Neil is an outsider because of his complex construction.  His entire relationship with Brenda makes him an outsider to his New Jersey world.  Neil embodies this outsider condition in the way he openly admits "Whenever anyone asks me where I went to school I come right out with it: Newark Colleges of Rutgers University," Neil has entered the world of the Patimkins.  It is a world of "new money."  In this entrance, Neil can be seen an outsider to his New Jersey world.  This estrangement can be seen in the form of Aunt Gladys.  She is critical of the choices he has made in choosing Brenda and wealth over identity. Aunt Gladys is a physical reminder of his New Jersey roots and a condition that he can never escape.  Aunt Gladys does not dominate him or control him.  Yet, her sentiments tug at Neil.  It is a reminder of how Neil has become an outsider to the world of being Jewish and at leaving the "old neighborhood" for suburbia.

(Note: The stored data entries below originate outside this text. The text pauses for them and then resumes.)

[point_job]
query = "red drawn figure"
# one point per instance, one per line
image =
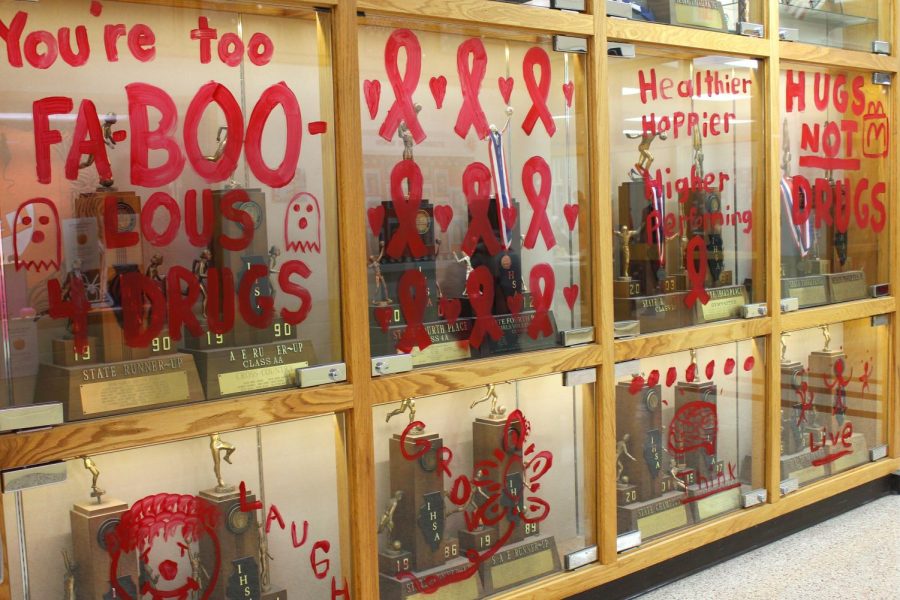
(413, 299)
(538, 198)
(303, 224)
(407, 209)
(152, 531)
(404, 86)
(542, 283)
(694, 427)
(480, 290)
(470, 77)
(476, 183)
(538, 90)
(36, 238)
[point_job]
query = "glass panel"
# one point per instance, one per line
(166, 239)
(476, 192)
(483, 504)
(833, 398)
(834, 190)
(687, 188)
(272, 528)
(850, 24)
(725, 15)
(689, 435)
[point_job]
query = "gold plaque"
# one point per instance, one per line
(251, 380)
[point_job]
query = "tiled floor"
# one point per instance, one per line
(853, 556)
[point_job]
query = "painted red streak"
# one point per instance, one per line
(830, 458)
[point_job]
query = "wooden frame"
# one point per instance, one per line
(354, 400)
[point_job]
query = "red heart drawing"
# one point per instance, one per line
(438, 87)
(509, 216)
(450, 308)
(571, 211)
(372, 90)
(376, 218)
(571, 294)
(568, 90)
(506, 84)
(443, 214)
(383, 316)
(515, 302)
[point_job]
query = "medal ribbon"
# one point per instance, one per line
(406, 207)
(470, 113)
(538, 199)
(480, 289)
(538, 90)
(542, 298)
(404, 87)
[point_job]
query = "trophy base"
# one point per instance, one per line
(253, 368)
(847, 286)
(415, 584)
(654, 313)
(518, 563)
(99, 390)
(655, 517)
(809, 291)
(724, 303)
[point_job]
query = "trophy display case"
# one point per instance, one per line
(689, 436)
(833, 398)
(686, 189)
(850, 24)
(835, 185)
(476, 184)
(251, 513)
(167, 239)
(482, 504)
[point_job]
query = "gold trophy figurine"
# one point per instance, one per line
(497, 411)
(221, 450)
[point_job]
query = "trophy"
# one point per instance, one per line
(93, 522)
(248, 357)
(414, 519)
(648, 497)
(645, 292)
(499, 476)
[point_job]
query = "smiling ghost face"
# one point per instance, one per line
(302, 224)
(36, 239)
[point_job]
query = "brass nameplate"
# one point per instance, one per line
(843, 287)
(134, 392)
(724, 303)
(809, 291)
(251, 380)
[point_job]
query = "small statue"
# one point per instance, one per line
(221, 450)
(91, 466)
(380, 285)
(407, 404)
(625, 235)
(622, 448)
(497, 411)
(201, 272)
(68, 577)
(387, 520)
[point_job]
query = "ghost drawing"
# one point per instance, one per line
(302, 224)
(36, 237)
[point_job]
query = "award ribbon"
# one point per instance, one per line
(406, 207)
(477, 189)
(413, 298)
(542, 298)
(480, 289)
(404, 87)
(538, 90)
(538, 199)
(470, 113)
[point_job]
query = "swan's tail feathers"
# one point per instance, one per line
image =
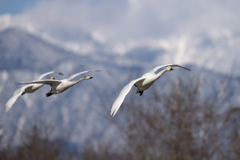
(114, 111)
(137, 91)
(48, 94)
(116, 106)
(10, 102)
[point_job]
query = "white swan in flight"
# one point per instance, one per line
(142, 83)
(59, 86)
(27, 89)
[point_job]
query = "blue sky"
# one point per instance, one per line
(15, 6)
(184, 28)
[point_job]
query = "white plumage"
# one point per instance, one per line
(30, 88)
(142, 83)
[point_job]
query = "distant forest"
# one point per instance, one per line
(175, 124)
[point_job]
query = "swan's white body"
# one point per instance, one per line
(30, 88)
(59, 86)
(142, 83)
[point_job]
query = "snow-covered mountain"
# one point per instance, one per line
(25, 56)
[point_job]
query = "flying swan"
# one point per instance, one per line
(59, 86)
(142, 83)
(27, 89)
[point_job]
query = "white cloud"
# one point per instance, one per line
(183, 29)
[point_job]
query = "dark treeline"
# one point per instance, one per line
(175, 125)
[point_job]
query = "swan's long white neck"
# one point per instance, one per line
(161, 73)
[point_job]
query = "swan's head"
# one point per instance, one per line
(88, 77)
(169, 68)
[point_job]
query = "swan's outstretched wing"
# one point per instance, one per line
(73, 76)
(43, 75)
(116, 105)
(16, 94)
(171, 65)
(46, 81)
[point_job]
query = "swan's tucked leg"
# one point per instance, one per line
(48, 93)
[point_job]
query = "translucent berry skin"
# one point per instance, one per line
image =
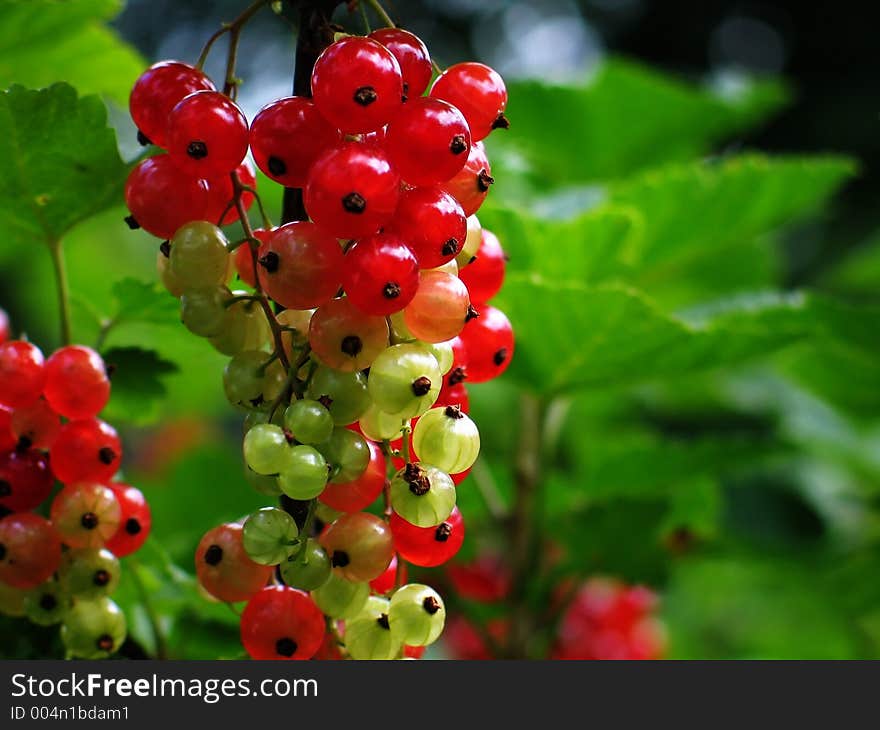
(86, 514)
(300, 265)
(357, 85)
(281, 623)
(224, 568)
(439, 309)
(77, 385)
(472, 183)
(358, 494)
(432, 223)
(221, 192)
(25, 480)
(135, 521)
(479, 93)
(412, 56)
(428, 547)
(489, 342)
(22, 373)
(86, 450)
(36, 426)
(357, 203)
(207, 134)
(344, 338)
(359, 545)
(277, 134)
(161, 198)
(381, 274)
(428, 141)
(485, 274)
(157, 91)
(30, 550)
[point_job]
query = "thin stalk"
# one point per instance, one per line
(57, 253)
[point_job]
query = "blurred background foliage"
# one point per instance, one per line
(687, 198)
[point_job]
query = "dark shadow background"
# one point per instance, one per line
(828, 54)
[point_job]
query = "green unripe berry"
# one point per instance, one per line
(447, 438)
(93, 629)
(308, 421)
(423, 495)
(270, 536)
(368, 635)
(305, 473)
(416, 614)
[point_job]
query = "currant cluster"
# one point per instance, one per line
(353, 336)
(600, 618)
(63, 567)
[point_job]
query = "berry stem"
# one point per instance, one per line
(524, 524)
(314, 35)
(57, 253)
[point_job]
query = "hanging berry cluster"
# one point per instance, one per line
(62, 569)
(351, 344)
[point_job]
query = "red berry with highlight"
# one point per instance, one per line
(381, 274)
(287, 136)
(157, 91)
(357, 85)
(77, 385)
(280, 622)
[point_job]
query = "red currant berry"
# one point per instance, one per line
(277, 139)
(479, 93)
(357, 85)
(412, 56)
(86, 514)
(359, 545)
(484, 275)
(344, 338)
(439, 309)
(77, 385)
(35, 426)
(352, 190)
(224, 568)
(157, 91)
(161, 198)
(25, 480)
(221, 193)
(489, 342)
(86, 450)
(22, 373)
(281, 622)
(428, 547)
(30, 550)
(300, 265)
(207, 134)
(385, 583)
(471, 185)
(432, 223)
(381, 274)
(135, 521)
(363, 491)
(428, 141)
(8, 440)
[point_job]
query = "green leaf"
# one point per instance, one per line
(140, 301)
(136, 383)
(44, 41)
(626, 118)
(696, 210)
(573, 336)
(62, 165)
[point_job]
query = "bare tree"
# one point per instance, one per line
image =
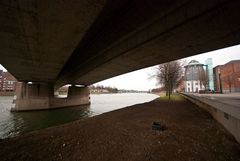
(229, 79)
(169, 74)
(204, 79)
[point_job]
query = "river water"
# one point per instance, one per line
(15, 123)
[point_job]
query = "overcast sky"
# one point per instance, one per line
(139, 80)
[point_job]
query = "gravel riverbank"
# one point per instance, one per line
(126, 135)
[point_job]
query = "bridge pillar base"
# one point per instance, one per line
(41, 97)
(76, 96)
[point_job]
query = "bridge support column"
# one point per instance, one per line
(41, 96)
(32, 96)
(76, 96)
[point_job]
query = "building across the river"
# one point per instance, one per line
(193, 72)
(7, 81)
(227, 77)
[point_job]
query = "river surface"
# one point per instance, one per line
(16, 123)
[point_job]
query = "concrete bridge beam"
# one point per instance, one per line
(40, 96)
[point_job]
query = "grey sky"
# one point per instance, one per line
(139, 79)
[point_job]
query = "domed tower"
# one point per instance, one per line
(192, 76)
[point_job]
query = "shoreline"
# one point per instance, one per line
(126, 134)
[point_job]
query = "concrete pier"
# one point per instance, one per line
(40, 96)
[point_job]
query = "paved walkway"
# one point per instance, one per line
(228, 103)
(231, 98)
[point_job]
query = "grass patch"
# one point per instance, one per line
(174, 97)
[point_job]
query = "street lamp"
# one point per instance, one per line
(220, 81)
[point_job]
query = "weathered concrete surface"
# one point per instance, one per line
(83, 42)
(40, 97)
(226, 113)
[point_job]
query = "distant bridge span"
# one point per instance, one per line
(86, 41)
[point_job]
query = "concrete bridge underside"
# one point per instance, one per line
(86, 41)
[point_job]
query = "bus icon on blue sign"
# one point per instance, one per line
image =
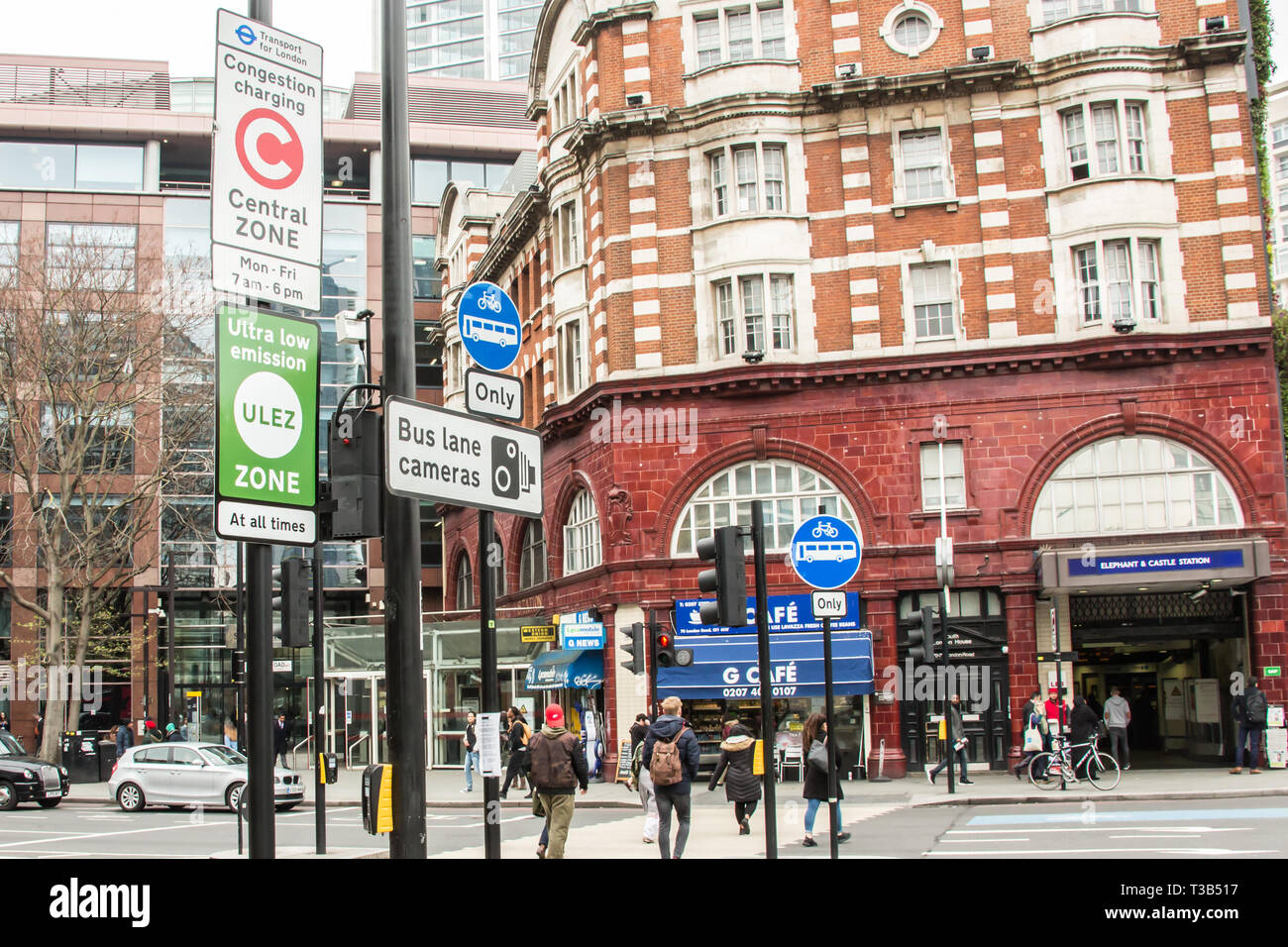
(825, 552)
(489, 326)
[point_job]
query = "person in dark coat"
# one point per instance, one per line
(1082, 728)
(815, 777)
(281, 738)
(742, 787)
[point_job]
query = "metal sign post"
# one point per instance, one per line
(404, 665)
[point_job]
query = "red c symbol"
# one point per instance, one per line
(275, 157)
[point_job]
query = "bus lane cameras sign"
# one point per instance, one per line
(267, 427)
(266, 211)
(443, 457)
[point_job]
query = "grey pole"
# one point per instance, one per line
(403, 661)
(767, 685)
(318, 705)
(490, 686)
(259, 657)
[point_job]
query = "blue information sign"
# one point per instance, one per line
(825, 552)
(489, 326)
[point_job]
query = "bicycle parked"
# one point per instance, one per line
(1098, 768)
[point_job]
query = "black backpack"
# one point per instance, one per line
(1254, 707)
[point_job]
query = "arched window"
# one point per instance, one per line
(790, 493)
(581, 535)
(532, 561)
(464, 582)
(1133, 484)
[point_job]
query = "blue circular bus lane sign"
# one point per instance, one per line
(825, 552)
(489, 326)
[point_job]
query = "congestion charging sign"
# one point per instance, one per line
(266, 427)
(266, 215)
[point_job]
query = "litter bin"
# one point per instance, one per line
(106, 759)
(80, 755)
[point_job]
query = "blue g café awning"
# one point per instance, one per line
(725, 667)
(566, 668)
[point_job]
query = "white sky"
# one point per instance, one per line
(183, 31)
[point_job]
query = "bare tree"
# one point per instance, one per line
(106, 384)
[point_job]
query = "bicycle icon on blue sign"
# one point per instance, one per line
(489, 326)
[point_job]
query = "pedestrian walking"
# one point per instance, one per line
(469, 744)
(281, 738)
(642, 783)
(742, 787)
(1249, 711)
(519, 736)
(1117, 719)
(558, 770)
(671, 757)
(1033, 733)
(124, 738)
(1083, 724)
(956, 742)
(815, 737)
(638, 731)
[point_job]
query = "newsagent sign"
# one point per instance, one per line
(266, 427)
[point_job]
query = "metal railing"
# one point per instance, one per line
(84, 86)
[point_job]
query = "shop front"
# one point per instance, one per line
(1166, 625)
(454, 686)
(722, 682)
(574, 678)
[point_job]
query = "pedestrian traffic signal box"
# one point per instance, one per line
(921, 637)
(632, 644)
(294, 602)
(728, 579)
(664, 647)
(355, 475)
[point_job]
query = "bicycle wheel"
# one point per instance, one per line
(1103, 771)
(1041, 772)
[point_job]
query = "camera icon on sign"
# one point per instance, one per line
(513, 472)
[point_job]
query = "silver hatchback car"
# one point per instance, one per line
(178, 775)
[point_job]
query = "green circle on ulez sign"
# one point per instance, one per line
(267, 407)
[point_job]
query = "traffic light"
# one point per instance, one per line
(921, 637)
(634, 646)
(728, 579)
(355, 475)
(294, 602)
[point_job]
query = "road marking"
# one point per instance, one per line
(1102, 828)
(1132, 814)
(1012, 852)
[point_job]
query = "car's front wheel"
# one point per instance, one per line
(130, 797)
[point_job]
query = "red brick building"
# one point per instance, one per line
(833, 239)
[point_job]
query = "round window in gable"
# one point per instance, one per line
(911, 27)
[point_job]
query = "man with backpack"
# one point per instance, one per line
(558, 771)
(1250, 711)
(671, 757)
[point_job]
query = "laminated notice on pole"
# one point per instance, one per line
(489, 744)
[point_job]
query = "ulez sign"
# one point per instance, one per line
(267, 427)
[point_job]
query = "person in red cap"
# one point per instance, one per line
(558, 770)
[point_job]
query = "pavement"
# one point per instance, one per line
(443, 789)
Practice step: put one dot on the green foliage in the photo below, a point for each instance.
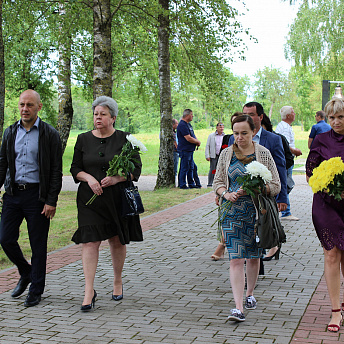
(316, 38)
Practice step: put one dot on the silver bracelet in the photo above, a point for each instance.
(223, 193)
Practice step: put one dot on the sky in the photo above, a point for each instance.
(268, 21)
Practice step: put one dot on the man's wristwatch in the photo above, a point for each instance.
(223, 193)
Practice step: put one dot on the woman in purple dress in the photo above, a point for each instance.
(327, 213)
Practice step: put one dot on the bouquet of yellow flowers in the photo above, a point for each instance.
(329, 177)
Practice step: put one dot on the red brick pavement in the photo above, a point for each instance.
(70, 254)
(312, 326)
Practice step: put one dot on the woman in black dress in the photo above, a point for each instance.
(101, 220)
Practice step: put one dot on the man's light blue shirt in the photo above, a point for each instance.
(256, 138)
(26, 154)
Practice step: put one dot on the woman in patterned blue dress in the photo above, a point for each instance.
(238, 223)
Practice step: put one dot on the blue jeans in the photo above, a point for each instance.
(186, 168)
(287, 211)
(25, 204)
(175, 162)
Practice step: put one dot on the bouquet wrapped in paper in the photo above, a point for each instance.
(329, 177)
(122, 164)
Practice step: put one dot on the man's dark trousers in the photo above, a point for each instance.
(25, 204)
(186, 168)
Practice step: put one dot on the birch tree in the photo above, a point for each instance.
(65, 116)
(166, 176)
(2, 77)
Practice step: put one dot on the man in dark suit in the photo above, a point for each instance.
(273, 143)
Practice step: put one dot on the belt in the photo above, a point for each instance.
(26, 186)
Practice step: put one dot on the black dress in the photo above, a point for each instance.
(102, 219)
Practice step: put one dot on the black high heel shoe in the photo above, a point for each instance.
(87, 308)
(275, 255)
(118, 297)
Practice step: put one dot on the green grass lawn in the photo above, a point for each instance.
(150, 159)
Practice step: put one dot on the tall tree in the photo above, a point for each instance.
(316, 38)
(2, 77)
(166, 177)
(271, 88)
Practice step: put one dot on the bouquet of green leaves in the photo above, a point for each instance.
(253, 182)
(122, 164)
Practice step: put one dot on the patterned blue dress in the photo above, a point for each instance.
(238, 223)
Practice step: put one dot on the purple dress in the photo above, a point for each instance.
(327, 213)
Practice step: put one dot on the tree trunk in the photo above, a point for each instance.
(2, 77)
(166, 176)
(102, 55)
(270, 112)
(65, 116)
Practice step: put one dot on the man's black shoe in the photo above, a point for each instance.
(21, 286)
(32, 300)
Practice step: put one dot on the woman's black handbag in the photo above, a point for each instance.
(268, 228)
(131, 200)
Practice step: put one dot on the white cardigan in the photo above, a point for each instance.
(263, 156)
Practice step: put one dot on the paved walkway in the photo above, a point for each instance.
(174, 293)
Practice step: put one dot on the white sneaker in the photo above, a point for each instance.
(251, 302)
(290, 217)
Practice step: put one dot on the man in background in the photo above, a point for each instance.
(175, 146)
(212, 150)
(284, 128)
(187, 143)
(320, 127)
(31, 172)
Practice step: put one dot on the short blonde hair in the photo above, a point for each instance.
(334, 106)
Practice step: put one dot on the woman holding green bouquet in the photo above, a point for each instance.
(327, 212)
(239, 218)
(101, 219)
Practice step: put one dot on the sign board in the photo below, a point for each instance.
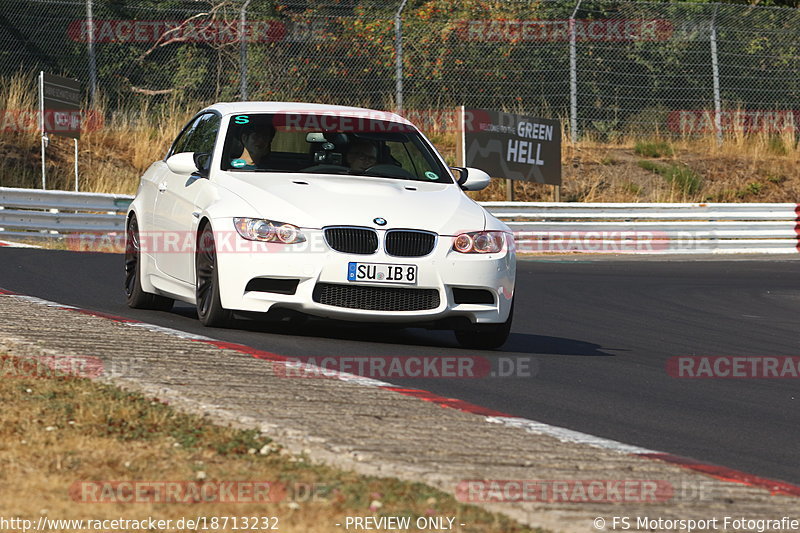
(511, 146)
(61, 106)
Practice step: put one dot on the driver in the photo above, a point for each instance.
(257, 142)
(361, 155)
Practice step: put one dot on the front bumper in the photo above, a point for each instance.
(314, 262)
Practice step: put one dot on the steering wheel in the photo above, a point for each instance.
(391, 171)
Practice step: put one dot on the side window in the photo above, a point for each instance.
(204, 134)
(185, 137)
(199, 136)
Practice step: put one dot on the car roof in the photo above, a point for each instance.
(231, 108)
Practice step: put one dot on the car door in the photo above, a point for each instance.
(179, 198)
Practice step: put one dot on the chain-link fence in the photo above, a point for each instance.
(606, 67)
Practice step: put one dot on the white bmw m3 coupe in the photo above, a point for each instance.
(290, 209)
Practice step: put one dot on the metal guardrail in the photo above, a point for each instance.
(539, 227)
(651, 228)
(35, 214)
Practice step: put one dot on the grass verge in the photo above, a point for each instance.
(59, 431)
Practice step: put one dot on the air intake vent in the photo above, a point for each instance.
(407, 243)
(472, 296)
(352, 240)
(276, 285)
(376, 298)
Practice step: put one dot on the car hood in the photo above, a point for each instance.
(316, 201)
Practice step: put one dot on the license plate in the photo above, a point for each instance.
(382, 273)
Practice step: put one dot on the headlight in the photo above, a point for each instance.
(480, 242)
(258, 229)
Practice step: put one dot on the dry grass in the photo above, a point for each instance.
(745, 168)
(57, 431)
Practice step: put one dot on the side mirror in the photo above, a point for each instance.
(183, 163)
(472, 179)
(202, 161)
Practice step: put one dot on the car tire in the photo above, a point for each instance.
(135, 296)
(486, 336)
(209, 306)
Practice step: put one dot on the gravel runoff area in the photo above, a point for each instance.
(376, 431)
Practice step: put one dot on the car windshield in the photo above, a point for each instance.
(329, 144)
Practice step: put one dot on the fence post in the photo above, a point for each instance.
(573, 77)
(92, 58)
(715, 74)
(398, 52)
(243, 51)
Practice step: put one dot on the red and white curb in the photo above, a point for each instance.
(722, 473)
(9, 244)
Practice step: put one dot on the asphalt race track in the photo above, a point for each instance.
(602, 332)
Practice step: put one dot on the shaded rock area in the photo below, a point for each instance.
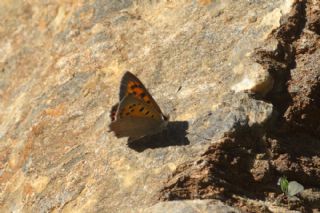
(246, 164)
(240, 80)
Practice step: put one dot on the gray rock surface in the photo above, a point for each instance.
(60, 67)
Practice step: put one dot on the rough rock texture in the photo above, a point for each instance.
(240, 80)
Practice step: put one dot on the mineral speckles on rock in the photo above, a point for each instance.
(59, 71)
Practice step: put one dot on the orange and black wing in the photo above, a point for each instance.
(130, 84)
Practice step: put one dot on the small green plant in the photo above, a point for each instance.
(290, 188)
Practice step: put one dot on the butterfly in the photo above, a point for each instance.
(137, 114)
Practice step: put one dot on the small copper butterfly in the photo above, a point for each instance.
(137, 114)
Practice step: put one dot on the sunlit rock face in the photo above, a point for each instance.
(214, 66)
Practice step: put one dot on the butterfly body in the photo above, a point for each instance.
(137, 114)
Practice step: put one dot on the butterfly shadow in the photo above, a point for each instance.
(174, 135)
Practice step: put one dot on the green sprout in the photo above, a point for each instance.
(290, 188)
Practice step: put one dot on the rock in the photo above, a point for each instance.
(191, 206)
(60, 67)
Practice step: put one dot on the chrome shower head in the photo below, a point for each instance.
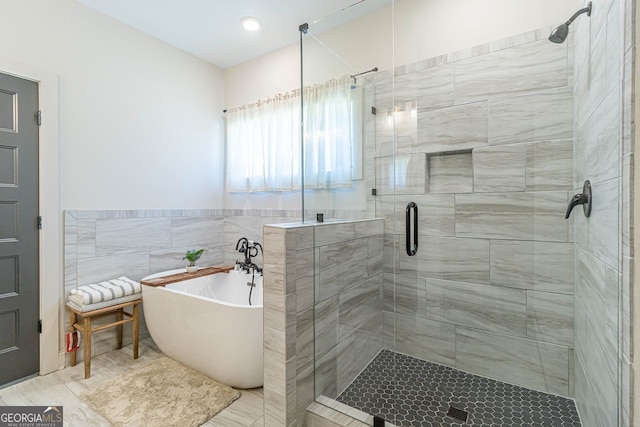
(560, 33)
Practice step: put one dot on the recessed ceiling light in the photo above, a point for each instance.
(250, 23)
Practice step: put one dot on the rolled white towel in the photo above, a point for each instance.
(105, 291)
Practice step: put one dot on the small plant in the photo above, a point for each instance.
(192, 256)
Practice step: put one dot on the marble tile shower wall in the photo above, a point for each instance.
(484, 147)
(604, 105)
(344, 260)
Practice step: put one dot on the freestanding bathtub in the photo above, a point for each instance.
(207, 324)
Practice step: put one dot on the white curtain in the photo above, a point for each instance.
(263, 141)
(327, 135)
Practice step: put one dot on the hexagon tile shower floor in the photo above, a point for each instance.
(412, 392)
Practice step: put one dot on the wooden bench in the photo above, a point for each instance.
(87, 329)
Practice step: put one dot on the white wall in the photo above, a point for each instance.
(423, 29)
(140, 121)
(418, 30)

Aunt Gladys's presence reflects how Neil is also an outsider to the world of the Patimkins.  The Patimkin world is one that has embraced "complacency, parochialism, and materialism."  Brenda shows a willingness to embrace what is expected of her in a future that is socially designed.  She has no problem getting fitted for a diaphragm, shopping for her wedding, and living the life of a suburban woman with wealth and privilege.  Neil's constant inability to fully embrace this world is why he is an outsider to it.  Neil cannot see past the Patimkins as "round-shouldered, burdened, child- carrying--like people fleeing a captured city."  No matter what is done and what is acquired, Neil will always see them as Jewish people still in search of something, and wandering to to find it.  

Neil's outsider capacity is seen in how he is unable to view himself as part of this world.  For example, Neil cannot fully see himself like Ron.  When he sees Ron, he sees a sense of estrangement and loss.  His act of listening to the "Columbus Record" is a last chance to envision something that is not going to be.  Even if Ron is experiencing this, the fact that he is taking over the family business , getting married, and the settling into the suburban life moves him into the realm of an insider, replicating the same socially expected patterns of behavior.  Neil could never do this.  He is unable to do this because of his the consciousness of his own ethnicity as well as his economic status. Neil understands that he is an outsider in this realm, as well.

Neil's complex reflection makes him an outsider in both worlds.  Neil is unable to appropriate any realm of being without questions and without doubt.  It is because of this condition of thinking and doubting that Neil is an outsider to both worlds.  Neil has one foot in one world and the other in another.  As a result, he finds equal dissatisfaction in both and is perceived to be an outsider in both.  This becomes a critical element in his characterization.  The title bids farewell to the ultimate of insiders.  Columbus, in the form of Ron's reverie of college or in the form of the explorer, is the embodiment of the insider.  Neil's bidding farewell is a reflection of how much an outsider to everything he is.